The industry is demanding information from Boston College about three students, including two who used the screen names “TheLastReal7” and “Prtythug23,” who shared music using KaZaA, a program developed by Sydney, Australia-based Sharman Networks Ltd.

In a subpoena addressed to MIT, the association is demanding the name, address, and phone number of a student who used the nickname “crazyface” to download at least five songs, including Radiohead’s “Idioteque” and Dave Matthews Band’s “Ants Marching.”

In each subpoena, the recording industry organization provides a KaZaA screen name, an Internet Protocol, or IP, address, and a list of songs it says were shared from the location. Service providers are then asked to release the names of the users whose computers are associated with the addresses.

Northeastern University, the birthplace of the original peer-to-peer music program, Napster, received at least one subpoena; students there seemed indifferent about the record industry’s latest effort. “Even if I told my roommates about it, I don’t think they they’d care,” said Justin Ries,, 20, a third-year student from Eatontown, N.J.

About 150 of the subpoenas were addressed to Verizon Communications Inc., which said Friday that it will release the names and addresses only after exhausting all legal challenges. Comcast, which did not say how many subpoenas it had received, plans to comply fully with the requests, a spokeswoman said.

Some educational institutions named by the recording industry, including Northeastern and Loyola University Chicago, said they will comply with the subpoenas.

Loyola traced the address given by the record industry group to a dorm room occupied by two summer school students and notified them of the subpoena, said spokesman Nick Mariano.

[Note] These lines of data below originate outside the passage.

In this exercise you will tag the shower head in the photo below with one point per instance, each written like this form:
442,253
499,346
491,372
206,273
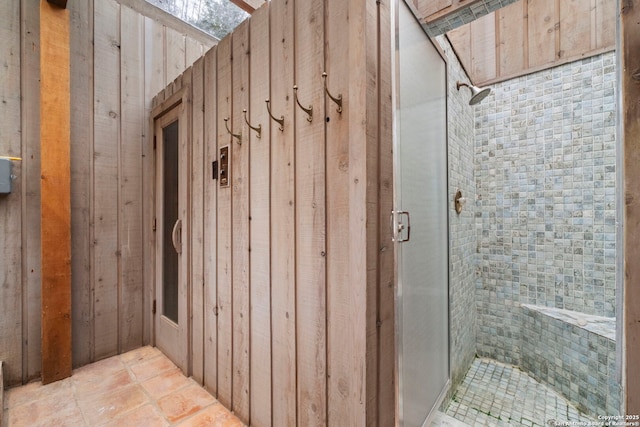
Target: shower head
477,93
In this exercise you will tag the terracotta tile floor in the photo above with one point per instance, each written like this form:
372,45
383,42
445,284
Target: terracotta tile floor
139,388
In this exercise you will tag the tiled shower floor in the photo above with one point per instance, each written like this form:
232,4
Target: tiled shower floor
495,394
139,388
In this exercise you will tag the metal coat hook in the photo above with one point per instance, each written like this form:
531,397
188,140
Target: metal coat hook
280,121
258,129
337,100
238,136
309,110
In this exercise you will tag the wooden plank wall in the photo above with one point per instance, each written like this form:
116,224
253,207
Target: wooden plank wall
111,91
531,35
298,260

At Northeastern, officials have contacted the student in question and are planning to release the information unless he or she raises a formal objection, said spokesman Glenn Hill.

Denise Mattson, a spokeswoman for DePaul University in Chicago, said the school has been unable to determine who was using the computer listed in the subpoena.

Under a provision of the 1998 Digital Millennium Copyright Act, passed by Congress to combat music piracy, music companies may issue the subpoenas without a judge’s approval. Verizon has challenged that aspect of the law, saying it violates users’ rights to due process and privacy. A judge ruled in January, however, that subpoenas do not require a judge’s signature; Verizon again appealed.